ナイフを投げ捨て、蜂を払い落とそうとがむしゃらに頭を掻きむしった。
放り出されたアキヒは、目の前のやけにシンプルな視界の喜劇に、呆然とした。
この蜂たちには、殺傷力はない。尻の先の針もない。穴に深く潜り込む性質もないから、息は苦しいかもしれないが致命的なことにはならない、はずだ。
しかし、そうわかっているはずのアキヒにとっても、正視に耐えない光景だった。
そこに、さっと影が動き、もがく男の首筋を蜂に構いもせずに打ち付けて、男を昏倒せしめた。
シオンだ。
男が昏倒すると、ミツバチは一斉に男から離れた。
だが、どこへ帰ればいいのかわからないのか、ウオンウオンと羽音を響かせて、ひとの顔より少し高いあたりで円を描いている。
男を拘束し終えたシオンは、怪訝な顔をしながらもその中を平然とくぐり抜け、アキヒを抱き起こした。
「怪我は?」
「ない、ないです。

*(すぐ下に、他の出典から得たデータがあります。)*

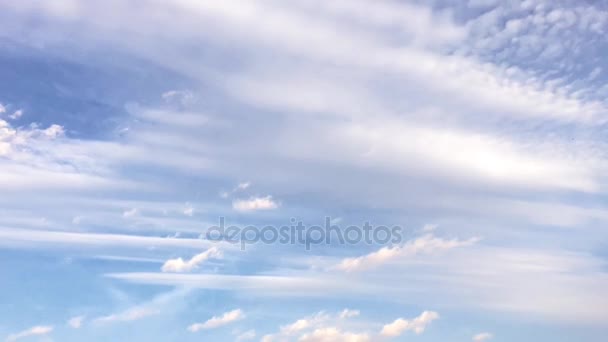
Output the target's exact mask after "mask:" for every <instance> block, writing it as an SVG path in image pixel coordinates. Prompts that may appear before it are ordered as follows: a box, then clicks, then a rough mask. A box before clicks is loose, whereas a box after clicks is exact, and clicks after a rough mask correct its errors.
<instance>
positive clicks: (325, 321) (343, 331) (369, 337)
mask: <svg viewBox="0 0 608 342" xmlns="http://www.w3.org/2000/svg"><path fill="white" fill-rule="evenodd" d="M359 314H360V312H359V310H350V309H345V310H343V311H342V312H339V313H336V314H328V313H326V312H324V311H321V312H318V313H316V314H314V315H311V316H308V317H304V318H300V319H298V320H296V321H294V322H293V323H290V324H287V325H283V326H281V327H280V329H279V331H278V332H276V333H274V334H268V335H264V336H263V337H262V342H282V341H296V340H297V341H306V342H342V341H352V342H363V341H371V340H372V338H371V336H370V334H369V333H367V332H351V331H347V330H346V329H344V327H343V325H345V323H346V322H345V321H344V320H345V319H348V318H353V317H357V316H359Z"/></svg>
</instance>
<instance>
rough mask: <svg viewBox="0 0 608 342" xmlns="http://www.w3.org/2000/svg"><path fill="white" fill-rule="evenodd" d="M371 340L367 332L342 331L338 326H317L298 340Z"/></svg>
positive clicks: (323, 340)
mask: <svg viewBox="0 0 608 342" xmlns="http://www.w3.org/2000/svg"><path fill="white" fill-rule="evenodd" d="M368 341H371V339H370V337H369V335H368V334H365V333H362V334H355V333H351V332H343V331H340V329H338V328H334V327H329V328H319V329H315V330H314V331H313V332H311V333H308V334H304V335H302V336H301V337H300V338H299V339H298V342H368Z"/></svg>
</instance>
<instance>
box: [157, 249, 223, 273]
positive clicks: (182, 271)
mask: <svg viewBox="0 0 608 342" xmlns="http://www.w3.org/2000/svg"><path fill="white" fill-rule="evenodd" d="M222 257H223V253H222V251H221V250H220V249H219V248H217V247H211V248H209V249H208V250H206V251H204V252H202V253H199V254H197V255H195V256H193V257H192V258H191V259H190V260H187V261H184V259H182V258H177V259H169V260H167V261H165V263H164V264H163V266H162V267H161V270H162V271H163V272H176V273H179V272H189V271H192V270H193V269H195V268H197V267H198V266H199V265H200V264H202V263H204V262H205V261H207V260H209V259H220V258H222Z"/></svg>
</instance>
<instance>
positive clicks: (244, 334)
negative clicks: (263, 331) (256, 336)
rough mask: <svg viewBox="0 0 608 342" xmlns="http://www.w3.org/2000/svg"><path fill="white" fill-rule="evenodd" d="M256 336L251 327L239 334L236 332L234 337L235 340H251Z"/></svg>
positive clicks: (240, 340)
mask: <svg viewBox="0 0 608 342" xmlns="http://www.w3.org/2000/svg"><path fill="white" fill-rule="evenodd" d="M255 336H256V333H255V330H253V329H251V330H247V331H245V332H242V333H240V334H238V335H237V336H236V338H235V341H236V342H242V341H249V340H253V339H254V338H255Z"/></svg>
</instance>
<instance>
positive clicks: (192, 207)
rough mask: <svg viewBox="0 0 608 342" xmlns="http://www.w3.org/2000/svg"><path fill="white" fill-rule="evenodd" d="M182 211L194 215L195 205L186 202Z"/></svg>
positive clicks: (186, 215) (188, 215)
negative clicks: (186, 202) (182, 210)
mask: <svg viewBox="0 0 608 342" xmlns="http://www.w3.org/2000/svg"><path fill="white" fill-rule="evenodd" d="M182 212H183V213H184V215H186V216H192V215H194V207H193V206H192V204H190V203H186V205H185V206H184V210H183V211H182Z"/></svg>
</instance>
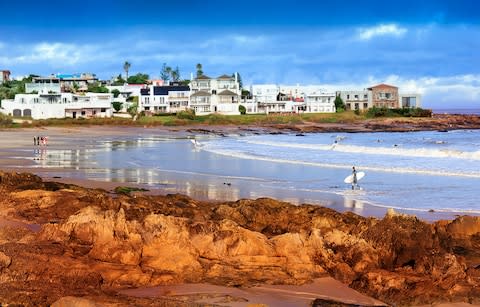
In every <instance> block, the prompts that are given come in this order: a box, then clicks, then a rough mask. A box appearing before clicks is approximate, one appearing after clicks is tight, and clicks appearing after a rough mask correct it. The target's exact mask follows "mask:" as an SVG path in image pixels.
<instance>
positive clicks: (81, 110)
mask: <svg viewBox="0 0 480 307" xmlns="http://www.w3.org/2000/svg"><path fill="white" fill-rule="evenodd" d="M111 104H112V94H99V93H85V94H84V95H76V94H72V93H38V94H17V95H15V99H11V100H3V101H2V108H1V109H0V111H1V112H2V113H4V114H7V115H13V116H18V117H31V118H33V119H48V118H65V117H71V118H90V117H111V116H112V107H111Z"/></svg>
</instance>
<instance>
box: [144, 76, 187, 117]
mask: <svg viewBox="0 0 480 307" xmlns="http://www.w3.org/2000/svg"><path fill="white" fill-rule="evenodd" d="M189 96H190V87H188V86H186V85H181V84H179V83H172V84H171V85H163V86H154V85H150V86H148V87H146V88H143V89H141V90H140V99H139V111H140V112H141V111H145V112H148V113H176V112H179V111H184V110H187V109H188V105H189V103H188V102H189Z"/></svg>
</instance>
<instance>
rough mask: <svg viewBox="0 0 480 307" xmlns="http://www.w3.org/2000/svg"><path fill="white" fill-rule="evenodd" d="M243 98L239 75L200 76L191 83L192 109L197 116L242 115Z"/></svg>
mask: <svg viewBox="0 0 480 307" xmlns="http://www.w3.org/2000/svg"><path fill="white" fill-rule="evenodd" d="M240 97H241V89H240V84H239V82H238V77H237V74H235V75H234V76H228V75H222V76H220V77H218V78H210V77H208V76H198V77H197V78H192V80H191V81H190V108H191V109H193V110H194V111H195V113H196V114H199V115H203V114H209V113H220V114H225V115H235V114H240V112H239V111H238V107H239V102H240Z"/></svg>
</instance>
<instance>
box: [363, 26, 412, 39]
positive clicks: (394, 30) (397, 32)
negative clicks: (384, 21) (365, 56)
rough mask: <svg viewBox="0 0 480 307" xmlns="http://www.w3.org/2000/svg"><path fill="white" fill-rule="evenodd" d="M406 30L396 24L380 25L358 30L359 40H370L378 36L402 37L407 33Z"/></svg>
mask: <svg viewBox="0 0 480 307" xmlns="http://www.w3.org/2000/svg"><path fill="white" fill-rule="evenodd" d="M407 31H408V30H407V29H406V28H402V27H399V26H398V25H396V24H380V25H378V26H375V27H369V28H360V29H358V38H359V39H361V40H370V39H372V38H374V37H376V36H396V37H401V36H403V35H404V34H405V33H407Z"/></svg>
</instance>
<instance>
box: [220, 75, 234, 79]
mask: <svg viewBox="0 0 480 307" xmlns="http://www.w3.org/2000/svg"><path fill="white" fill-rule="evenodd" d="M217 79H235V78H234V77H232V76H229V75H221V76H220V77H218V78H217Z"/></svg>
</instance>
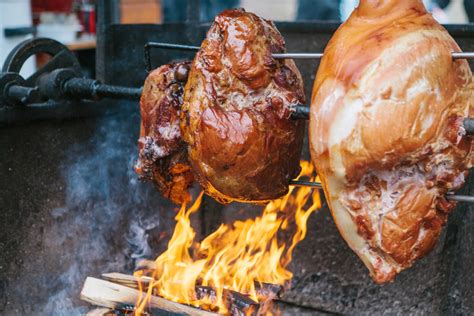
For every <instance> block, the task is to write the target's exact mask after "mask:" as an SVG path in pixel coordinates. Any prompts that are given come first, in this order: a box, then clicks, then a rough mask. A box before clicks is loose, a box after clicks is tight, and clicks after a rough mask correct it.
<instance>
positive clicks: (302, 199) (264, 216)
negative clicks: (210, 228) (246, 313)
mask: <svg viewBox="0 0 474 316" xmlns="http://www.w3.org/2000/svg"><path fill="white" fill-rule="evenodd" d="M301 168H302V172H301V174H300V177H302V176H307V177H311V178H312V180H315V179H314V176H312V175H313V173H314V169H313V166H312V164H311V163H309V162H307V161H302V162H301ZM202 195H203V194H202V193H201V194H200V195H199V197H198V198H197V199H196V201H195V202H194V203H193V205H192V206H191V207H190V208H187V207H186V205H185V204H183V205H182V207H181V209H180V211H179V213H178V214H177V215H176V218H175V219H176V227H175V230H174V233H173V236H172V237H171V240H170V241H169V243H168V249H167V250H166V251H165V252H164V253H163V254H161V255H160V256H159V257H158V258H157V259H156V260H155V264H156V269H155V270H154V271H153V273H152V275H151V277H152V279H153V282H151V284H150V285H149V286H148V288H147V291H146V293H143V295H142V297H140V299H139V302H138V304H137V314H140V313H141V312H142V311H143V309H144V308H145V306H146V304H147V298H149V297H150V295H152V294H157V295H159V296H162V297H164V298H167V299H169V300H172V301H175V302H179V303H184V304H188V305H193V306H196V307H202V308H206V307H209V306H211V305H212V306H215V307H216V308H217V309H218V310H217V311H218V312H219V313H226V312H227V309H226V304H225V295H224V290H233V291H236V292H239V293H242V294H245V295H248V296H249V297H250V298H252V299H253V300H255V301H256V302H258V301H259V300H260V299H262V298H261V297H258V295H257V291H256V285H258V284H261V283H271V284H279V285H285V284H286V283H287V281H289V280H290V279H291V278H292V276H293V275H292V273H291V272H290V271H288V270H287V269H286V267H287V266H288V264H289V263H290V262H291V259H292V252H293V250H294V248H295V246H296V245H297V244H298V243H299V242H300V241H301V240H303V239H304V238H305V236H306V231H307V230H306V229H307V228H306V223H307V221H308V218H309V216H310V215H311V214H312V213H313V212H314V211H316V210H317V209H319V208H320V207H321V201H320V196H319V192H318V190H312V189H311V188H308V187H301V188H296V187H290V191H289V193H288V194H287V195H286V196H285V197H283V198H281V199H278V200H274V201H272V202H270V203H268V204H267V205H266V206H265V208H264V210H263V213H262V215H261V216H260V217H257V218H255V219H248V220H246V221H236V222H234V223H233V224H232V225H221V226H220V227H219V228H218V229H217V230H216V231H215V232H214V233H212V234H210V235H209V236H207V237H206V238H205V239H204V240H203V241H202V242H201V243H197V242H195V240H194V238H195V232H194V230H193V228H192V227H191V222H190V215H191V214H193V213H195V212H196V211H197V210H198V209H199V206H200V203H201V199H202ZM289 234H292V237H290V238H288V235H289ZM290 236H291V235H290ZM282 239H283V240H291V242H289V243H285V242H283V241H282ZM288 244H289V245H288ZM192 248H194V249H192ZM192 250H194V251H192ZM142 274H143V272H142V271H138V272H136V274H135V276H137V277H141V276H142ZM196 285H203V286H210V287H212V288H214V289H215V291H216V297H215V299H214V301H212V304H211V302H210V299H202V298H201V299H199V298H198V295H197V293H196V291H195V287H196Z"/></svg>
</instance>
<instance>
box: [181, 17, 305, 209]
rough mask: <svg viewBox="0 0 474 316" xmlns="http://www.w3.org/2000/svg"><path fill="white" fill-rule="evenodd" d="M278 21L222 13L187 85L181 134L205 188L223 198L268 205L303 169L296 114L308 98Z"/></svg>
mask: <svg viewBox="0 0 474 316" xmlns="http://www.w3.org/2000/svg"><path fill="white" fill-rule="evenodd" d="M284 51H285V43H284V40H283V37H282V36H281V34H280V33H279V32H278V30H277V29H276V27H275V26H274V24H273V23H272V22H270V21H267V20H264V19H262V18H260V17H258V16H256V15H254V14H252V13H247V12H245V11H244V10H242V9H239V10H227V11H224V12H223V13H221V14H220V15H218V16H217V17H216V18H215V21H214V23H213V25H212V27H211V28H210V30H209V32H208V33H207V37H206V39H205V40H204V42H203V43H202V46H201V50H200V51H199V52H198V53H197V55H196V57H195V59H194V61H193V65H192V69H191V72H190V76H189V80H188V83H187V85H186V89H185V91H186V92H185V95H184V104H183V112H182V114H181V115H182V120H181V131H182V134H183V137H184V140H185V141H186V142H187V144H188V153H189V160H190V163H191V165H192V167H193V170H194V173H195V175H196V178H197V180H198V181H199V183H200V184H201V185H202V187H203V188H204V189H205V191H206V193H207V194H209V195H211V196H212V197H214V198H215V199H216V200H218V201H220V202H221V203H229V202H230V201H235V200H236V201H245V202H253V203H260V202H262V203H264V202H266V201H269V200H272V199H276V198H279V197H281V196H282V195H284V194H286V193H287V192H288V183H289V180H290V179H292V178H293V177H295V176H297V175H298V173H299V159H300V154H301V148H302V144H303V137H304V135H303V133H304V122H301V121H293V120H291V118H290V115H291V113H292V111H294V106H295V105H296V104H299V103H303V102H304V101H305V98H304V88H303V82H302V79H301V75H300V73H299V71H298V69H297V68H296V66H295V64H294V62H293V61H291V60H276V59H274V58H273V57H272V55H271V54H272V53H277V52H284Z"/></svg>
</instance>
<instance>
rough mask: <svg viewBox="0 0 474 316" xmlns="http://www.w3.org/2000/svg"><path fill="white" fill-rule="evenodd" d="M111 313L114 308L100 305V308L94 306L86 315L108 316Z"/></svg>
mask: <svg viewBox="0 0 474 316" xmlns="http://www.w3.org/2000/svg"><path fill="white" fill-rule="evenodd" d="M111 313H112V310H111V309H110V308H106V307H99V308H94V309H93V310H90V311H88V312H87V314H86V316H106V315H110V314H111Z"/></svg>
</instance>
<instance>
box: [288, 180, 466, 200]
mask: <svg viewBox="0 0 474 316" xmlns="http://www.w3.org/2000/svg"><path fill="white" fill-rule="evenodd" d="M290 185H293V186H296V187H310V188H316V189H322V188H323V185H322V184H321V183H319V182H313V181H302V180H291V181H290ZM446 199H447V200H450V201H456V202H466V203H474V196H468V195H454V194H446Z"/></svg>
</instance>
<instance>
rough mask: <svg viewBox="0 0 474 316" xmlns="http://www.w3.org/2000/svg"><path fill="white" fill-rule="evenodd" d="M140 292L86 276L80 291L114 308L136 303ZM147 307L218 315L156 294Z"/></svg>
mask: <svg viewBox="0 0 474 316" xmlns="http://www.w3.org/2000/svg"><path fill="white" fill-rule="evenodd" d="M139 296H140V292H139V291H138V290H136V289H132V288H130V287H127V286H124V285H120V284H116V283H112V282H109V281H105V280H101V279H96V278H92V277H88V278H87V279H86V281H85V282H84V286H83V288H82V291H81V299H82V300H83V301H86V302H89V303H91V304H94V305H97V306H103V307H108V308H112V309H114V308H116V307H118V306H120V305H121V304H136V302H137V301H138V298H139ZM148 307H149V308H157V309H160V310H162V311H166V312H171V313H181V314H185V315H196V316H212V315H218V314H216V313H211V312H207V311H203V310H200V309H198V308H194V307H191V306H187V305H183V304H179V303H176V302H172V301H169V300H166V299H164V298H161V297H158V296H151V297H150V300H149V303H148Z"/></svg>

私より、おう、ミルヒを……」
今の状況で、シオンがまずアキヒのところに来るのは、嫌な予想をさせる。
もしかして、間に合わなかったのか、と。
アキヒの切実な疑問に答えるように、蜂が数匹、倒れたままの王子の体をスキャンした。
体温、心拍数がやや高い。が、正常の範囲内。汗の量、正常。
筋肉の緊張度、正常。
呼吸量、回数、ともに正常……。
(あ、れ?)
虚をつかれて、頭がリセットされたらしい。長く失念していた何かを思い出した時のように意識がクリアになった。パチリパチリと、パズルのピースのごとく、しかるべき組み合わせでミツバチのもたらす知覚がつながり、再び広がっていく。
同時に役割を思い出したミツバチたちは、一斉に飛び立ち、花火のように四方八方に分かれて会場に散らばって行った。
膨大なデータが脳に直接押し寄せ始め、知覚が環状に拡張する。
客たちにざわめきは残っているものの、会場スタッフはその間を忙しく立ち回ってフォローに励んでいる。
群蜂の集結と解散は、イベント中のデモンストレーションと説明されているようだ。
いちごの国は昼を迎え、さらに賑々しく、香り高く、華やいでいる。
どこにも、救護車のサイレンは聞こえない。
たとえ手遅れとわかっても、必ず手配するはずのものがない。
知覚を必死で探っていたアキヒの、意識の別階層で認識しているリアルな眼前の視界の中で、血塗れの王子が立ち上がった。
痺れを取るようにすこし辛そうに手足をほぐし、肩を回し、口の端を流れた血の跡を親指で拭って、そしてアキヒに気づいて、柔らかに微笑んだ。
「ごめんね、心配かけて」
お腹から膝あたりまでべっとりと血糊がついた姿で微笑まれて、アキヒはもう一度気が遠のくのを感じた。